Ultrafarma e Fast Shop são multadas em R$ 2,8 bilhões por fraude fiscal
Empresas foram autuadas por esquema de corrupção que facilitava o ressarcimento de créditos de ICMS em São Paulo mediante pagamento de propinas.
Pontos principais
- A multa total de R$ 2,8 bilhões foi dividida entre a Fast Shop, com R$ 1,47 bilhão, e a Ultrafarma, com R$ 1,38 bilhão.
- O esquema envolvia o pagamento de propinas a auditores fiscais para acelerar e inflar pedidos de ressarcimento de ICMS.
- A investigação, que teve origem na Operação Ícaro, aponta o auditor Artur Gomes da Silva Neto como o principal articulador do esquema.
- O caso resultou na demissão de cinco servidores estaduais e na delação premiada de um auditor aposentado.

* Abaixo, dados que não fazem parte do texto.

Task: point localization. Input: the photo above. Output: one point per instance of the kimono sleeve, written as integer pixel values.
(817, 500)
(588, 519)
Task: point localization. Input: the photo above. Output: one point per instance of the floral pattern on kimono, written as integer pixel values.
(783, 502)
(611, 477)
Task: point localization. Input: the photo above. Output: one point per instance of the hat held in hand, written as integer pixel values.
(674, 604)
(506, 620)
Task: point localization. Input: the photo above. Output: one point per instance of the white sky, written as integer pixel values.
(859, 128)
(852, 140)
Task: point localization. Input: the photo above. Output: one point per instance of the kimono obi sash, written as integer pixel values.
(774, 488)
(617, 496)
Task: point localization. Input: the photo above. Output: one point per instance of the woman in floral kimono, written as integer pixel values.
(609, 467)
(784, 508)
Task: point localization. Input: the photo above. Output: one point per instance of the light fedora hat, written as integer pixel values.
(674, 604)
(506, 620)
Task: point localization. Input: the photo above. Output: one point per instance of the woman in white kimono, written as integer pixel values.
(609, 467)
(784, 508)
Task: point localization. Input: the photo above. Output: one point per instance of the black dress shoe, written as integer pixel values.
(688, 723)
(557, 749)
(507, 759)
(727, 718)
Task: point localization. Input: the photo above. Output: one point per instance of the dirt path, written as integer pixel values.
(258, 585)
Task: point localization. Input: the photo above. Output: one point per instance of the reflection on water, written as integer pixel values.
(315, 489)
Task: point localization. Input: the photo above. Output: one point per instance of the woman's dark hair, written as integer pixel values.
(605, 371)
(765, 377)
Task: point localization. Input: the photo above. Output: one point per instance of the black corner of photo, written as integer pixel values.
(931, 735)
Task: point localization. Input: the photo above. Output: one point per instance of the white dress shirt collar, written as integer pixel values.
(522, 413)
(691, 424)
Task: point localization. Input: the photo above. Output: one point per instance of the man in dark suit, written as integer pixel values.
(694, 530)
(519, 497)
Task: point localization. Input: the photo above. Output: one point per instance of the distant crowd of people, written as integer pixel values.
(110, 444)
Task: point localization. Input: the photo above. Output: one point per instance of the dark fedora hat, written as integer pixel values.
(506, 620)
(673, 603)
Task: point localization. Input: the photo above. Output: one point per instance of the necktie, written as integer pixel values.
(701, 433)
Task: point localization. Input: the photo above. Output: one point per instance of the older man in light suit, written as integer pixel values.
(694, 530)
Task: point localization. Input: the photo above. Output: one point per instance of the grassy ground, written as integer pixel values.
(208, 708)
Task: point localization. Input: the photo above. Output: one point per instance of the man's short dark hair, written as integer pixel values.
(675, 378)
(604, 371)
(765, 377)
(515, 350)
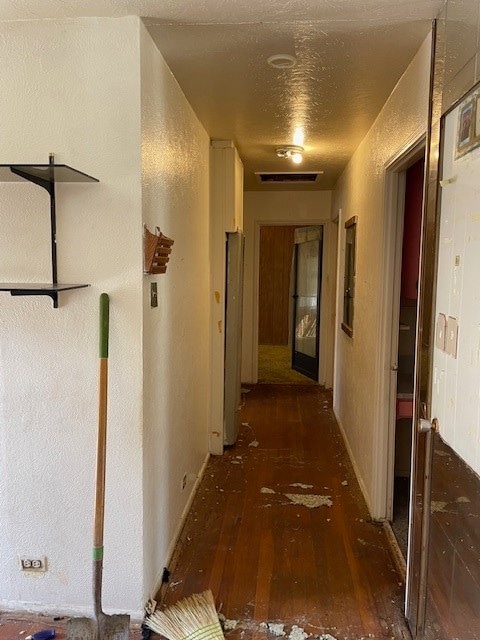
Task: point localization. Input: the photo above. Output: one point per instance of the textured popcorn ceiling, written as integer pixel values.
(350, 54)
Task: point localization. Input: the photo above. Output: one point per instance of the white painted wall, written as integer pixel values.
(361, 374)
(71, 87)
(283, 208)
(456, 381)
(176, 353)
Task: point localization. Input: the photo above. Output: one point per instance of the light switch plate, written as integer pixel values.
(451, 338)
(440, 331)
(153, 295)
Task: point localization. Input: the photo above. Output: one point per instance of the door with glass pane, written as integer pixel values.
(306, 298)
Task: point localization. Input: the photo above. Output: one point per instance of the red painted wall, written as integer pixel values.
(412, 230)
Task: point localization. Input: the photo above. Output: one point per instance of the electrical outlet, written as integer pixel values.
(33, 564)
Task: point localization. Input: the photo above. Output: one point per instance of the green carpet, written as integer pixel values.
(274, 366)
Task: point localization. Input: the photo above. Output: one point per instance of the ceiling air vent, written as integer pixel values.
(276, 177)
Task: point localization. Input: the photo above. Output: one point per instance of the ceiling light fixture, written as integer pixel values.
(282, 61)
(293, 152)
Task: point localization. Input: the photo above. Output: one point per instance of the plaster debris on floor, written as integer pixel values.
(228, 625)
(311, 501)
(297, 633)
(301, 485)
(276, 629)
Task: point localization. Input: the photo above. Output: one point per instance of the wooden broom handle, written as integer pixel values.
(102, 430)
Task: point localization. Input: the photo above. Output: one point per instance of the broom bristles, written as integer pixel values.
(192, 618)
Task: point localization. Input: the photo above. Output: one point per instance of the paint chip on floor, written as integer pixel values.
(311, 501)
(276, 629)
(438, 506)
(301, 485)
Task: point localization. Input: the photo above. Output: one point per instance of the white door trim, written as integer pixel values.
(389, 310)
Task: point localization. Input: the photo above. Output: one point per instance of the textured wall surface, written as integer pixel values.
(361, 192)
(71, 87)
(175, 197)
(456, 380)
(294, 207)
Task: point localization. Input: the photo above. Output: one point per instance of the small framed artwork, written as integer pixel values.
(467, 124)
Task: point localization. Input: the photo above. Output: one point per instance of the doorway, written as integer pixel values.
(306, 300)
(406, 332)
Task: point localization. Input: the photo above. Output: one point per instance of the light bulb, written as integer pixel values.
(296, 157)
(299, 137)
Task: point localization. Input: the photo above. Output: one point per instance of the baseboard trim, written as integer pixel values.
(175, 545)
(359, 477)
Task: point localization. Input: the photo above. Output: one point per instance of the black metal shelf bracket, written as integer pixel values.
(44, 176)
(49, 185)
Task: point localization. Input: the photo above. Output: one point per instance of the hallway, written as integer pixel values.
(326, 569)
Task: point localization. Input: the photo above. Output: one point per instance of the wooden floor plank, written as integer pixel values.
(266, 559)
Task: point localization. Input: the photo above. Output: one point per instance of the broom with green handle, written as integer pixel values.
(102, 627)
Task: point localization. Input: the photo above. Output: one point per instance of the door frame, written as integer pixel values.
(327, 297)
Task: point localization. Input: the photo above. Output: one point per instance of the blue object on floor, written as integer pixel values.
(46, 634)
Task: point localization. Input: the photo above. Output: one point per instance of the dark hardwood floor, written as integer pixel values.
(326, 569)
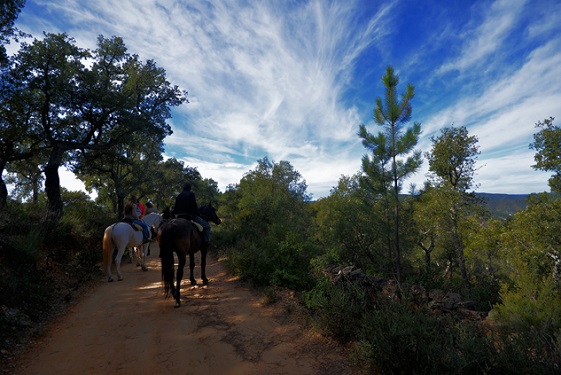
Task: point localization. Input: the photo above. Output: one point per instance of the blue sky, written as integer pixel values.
(292, 80)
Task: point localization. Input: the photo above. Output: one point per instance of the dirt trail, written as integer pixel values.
(128, 327)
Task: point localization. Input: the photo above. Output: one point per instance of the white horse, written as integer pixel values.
(122, 235)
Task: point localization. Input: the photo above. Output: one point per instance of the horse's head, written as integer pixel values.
(132, 211)
(166, 215)
(208, 213)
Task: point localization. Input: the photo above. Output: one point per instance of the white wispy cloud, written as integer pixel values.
(279, 79)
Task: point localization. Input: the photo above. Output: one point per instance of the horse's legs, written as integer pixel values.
(181, 260)
(142, 251)
(203, 266)
(109, 263)
(192, 269)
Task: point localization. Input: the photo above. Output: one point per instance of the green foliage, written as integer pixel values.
(351, 228)
(393, 158)
(267, 226)
(547, 143)
(397, 340)
(337, 309)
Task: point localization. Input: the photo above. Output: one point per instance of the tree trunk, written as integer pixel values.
(52, 188)
(3, 188)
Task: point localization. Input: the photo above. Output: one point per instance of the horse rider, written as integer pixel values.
(145, 228)
(186, 207)
(150, 208)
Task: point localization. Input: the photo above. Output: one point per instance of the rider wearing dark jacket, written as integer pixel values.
(187, 208)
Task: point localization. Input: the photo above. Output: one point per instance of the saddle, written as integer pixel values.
(130, 221)
(190, 218)
(197, 225)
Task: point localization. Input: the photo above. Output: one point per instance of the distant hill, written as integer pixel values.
(503, 206)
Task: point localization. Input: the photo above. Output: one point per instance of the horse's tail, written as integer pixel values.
(107, 246)
(166, 253)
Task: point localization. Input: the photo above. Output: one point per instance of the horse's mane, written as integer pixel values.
(129, 210)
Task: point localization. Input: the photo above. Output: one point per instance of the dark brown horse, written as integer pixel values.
(181, 236)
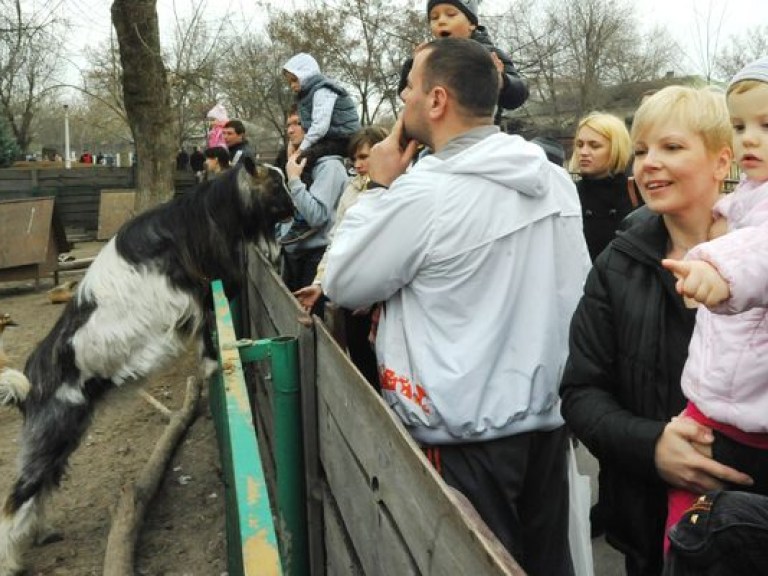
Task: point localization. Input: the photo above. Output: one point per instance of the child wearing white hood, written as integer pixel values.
(328, 116)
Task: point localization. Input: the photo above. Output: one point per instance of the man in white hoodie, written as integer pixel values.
(478, 255)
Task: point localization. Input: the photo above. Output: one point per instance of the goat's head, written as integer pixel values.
(267, 191)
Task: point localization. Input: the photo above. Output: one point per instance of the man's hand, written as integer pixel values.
(683, 459)
(699, 281)
(389, 159)
(294, 167)
(308, 296)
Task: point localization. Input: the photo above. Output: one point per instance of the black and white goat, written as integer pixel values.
(144, 299)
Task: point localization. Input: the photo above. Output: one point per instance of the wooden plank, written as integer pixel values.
(283, 309)
(116, 207)
(381, 548)
(25, 227)
(419, 502)
(341, 558)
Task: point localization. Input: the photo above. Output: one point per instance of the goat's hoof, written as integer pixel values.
(49, 538)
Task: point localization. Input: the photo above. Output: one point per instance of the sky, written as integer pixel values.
(687, 20)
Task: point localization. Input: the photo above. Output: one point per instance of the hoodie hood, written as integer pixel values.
(510, 161)
(303, 66)
(218, 112)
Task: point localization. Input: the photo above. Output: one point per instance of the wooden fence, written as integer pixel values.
(375, 505)
(77, 191)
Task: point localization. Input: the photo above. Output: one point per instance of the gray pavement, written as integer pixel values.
(607, 561)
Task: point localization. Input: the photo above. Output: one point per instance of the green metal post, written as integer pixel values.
(282, 352)
(251, 541)
(289, 454)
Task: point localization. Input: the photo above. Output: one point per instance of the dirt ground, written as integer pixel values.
(184, 532)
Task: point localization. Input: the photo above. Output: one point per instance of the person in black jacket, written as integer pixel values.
(629, 335)
(601, 153)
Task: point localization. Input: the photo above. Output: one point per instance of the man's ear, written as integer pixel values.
(438, 102)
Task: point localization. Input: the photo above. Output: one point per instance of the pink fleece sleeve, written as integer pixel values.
(741, 257)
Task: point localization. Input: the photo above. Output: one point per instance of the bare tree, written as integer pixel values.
(29, 58)
(146, 95)
(195, 60)
(741, 50)
(570, 51)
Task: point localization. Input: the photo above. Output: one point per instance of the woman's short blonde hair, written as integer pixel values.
(702, 110)
(613, 129)
(743, 86)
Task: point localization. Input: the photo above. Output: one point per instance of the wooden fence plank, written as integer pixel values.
(406, 484)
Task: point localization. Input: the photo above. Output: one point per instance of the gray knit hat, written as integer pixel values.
(469, 7)
(757, 70)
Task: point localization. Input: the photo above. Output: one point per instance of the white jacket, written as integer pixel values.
(481, 260)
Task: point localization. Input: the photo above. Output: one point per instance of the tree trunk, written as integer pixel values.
(147, 99)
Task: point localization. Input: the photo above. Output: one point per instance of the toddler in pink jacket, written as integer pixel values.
(217, 117)
(726, 375)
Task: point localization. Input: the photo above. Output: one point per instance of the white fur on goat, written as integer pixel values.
(145, 297)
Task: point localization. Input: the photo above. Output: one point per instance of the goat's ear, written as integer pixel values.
(250, 165)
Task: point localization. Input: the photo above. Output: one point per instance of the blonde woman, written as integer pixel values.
(602, 151)
(630, 333)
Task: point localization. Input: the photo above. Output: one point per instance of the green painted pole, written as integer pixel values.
(282, 352)
(289, 454)
(251, 540)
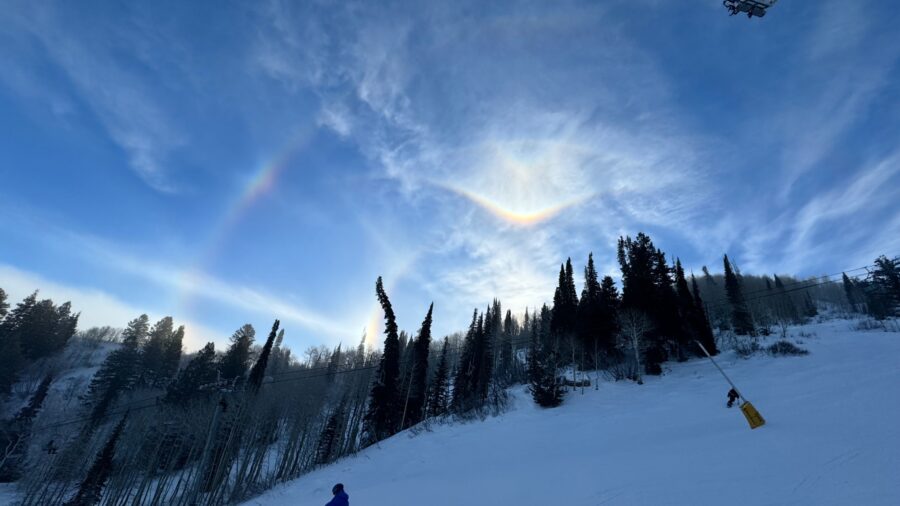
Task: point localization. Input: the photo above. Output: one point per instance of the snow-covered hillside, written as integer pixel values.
(832, 438)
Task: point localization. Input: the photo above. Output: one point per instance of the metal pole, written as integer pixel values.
(720, 370)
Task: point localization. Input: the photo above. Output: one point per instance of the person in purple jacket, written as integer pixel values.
(340, 497)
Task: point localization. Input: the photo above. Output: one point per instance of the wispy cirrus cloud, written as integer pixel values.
(96, 308)
(118, 95)
(478, 127)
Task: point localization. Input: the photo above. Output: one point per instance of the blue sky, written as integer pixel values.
(231, 162)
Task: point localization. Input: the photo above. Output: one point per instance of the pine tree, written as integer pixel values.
(334, 363)
(882, 289)
(41, 327)
(383, 414)
(506, 362)
(565, 303)
(200, 371)
(236, 359)
(786, 309)
(851, 291)
(672, 333)
(12, 359)
(155, 373)
(329, 439)
(91, 489)
(546, 388)
(647, 289)
(591, 317)
(419, 376)
(119, 372)
(706, 335)
(740, 315)
(172, 354)
(465, 381)
(438, 396)
(258, 372)
(14, 435)
(690, 307)
(4, 306)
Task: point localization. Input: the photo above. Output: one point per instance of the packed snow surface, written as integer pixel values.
(832, 437)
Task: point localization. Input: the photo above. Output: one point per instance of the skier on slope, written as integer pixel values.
(340, 497)
(732, 396)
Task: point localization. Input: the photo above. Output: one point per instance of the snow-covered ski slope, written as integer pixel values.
(832, 438)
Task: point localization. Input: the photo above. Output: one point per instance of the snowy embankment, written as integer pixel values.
(832, 438)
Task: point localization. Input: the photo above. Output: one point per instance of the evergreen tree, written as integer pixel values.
(705, 329)
(467, 372)
(438, 396)
(672, 333)
(120, 371)
(259, 368)
(486, 338)
(383, 414)
(786, 310)
(810, 309)
(200, 371)
(506, 365)
(172, 354)
(740, 315)
(852, 292)
(544, 383)
(647, 289)
(565, 303)
(91, 489)
(236, 359)
(609, 306)
(329, 440)
(32, 330)
(591, 315)
(155, 372)
(419, 382)
(4, 306)
(690, 307)
(334, 363)
(15, 434)
(882, 288)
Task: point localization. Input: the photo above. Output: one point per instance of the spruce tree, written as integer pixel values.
(786, 310)
(882, 289)
(4, 306)
(383, 414)
(851, 291)
(609, 307)
(740, 315)
(91, 489)
(705, 329)
(419, 382)
(237, 357)
(590, 311)
(41, 328)
(155, 372)
(690, 307)
(258, 372)
(546, 388)
(200, 371)
(334, 363)
(119, 372)
(15, 435)
(329, 440)
(647, 289)
(505, 363)
(565, 303)
(438, 395)
(12, 360)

A Ultrafarma e a Fast Shop foram multadas em um valor total de R$ 2,8 bilhões devido ao envolvimento em um esquema de corrupção voltado ao ressarcimento irregular de créditos de ICMS no estado de São Paulo. As investigações, que se desdobraram das operações Ícaro, Mágico de Oz e Fisco Paralelo, revelaram que as empresas pagavam propinas a auditores fiscais para agilizar e manipular pedidos de restituição tributária. O auditor Artur Gomes da Silva Neto é apontado pelas autoridades como o líder da organização criminosa. Além das pesadas sanções financeiras aplicadas às companhias, o escândalo levou à demissão de cinco servidores públicos estaduais e contou com a colaboração de um auditor aposentado em regime de delação premiada. O caso destaca falhas graves na fiscalização tributária e reforça o combate a fraudes que impactam diretamente os cofres públicos.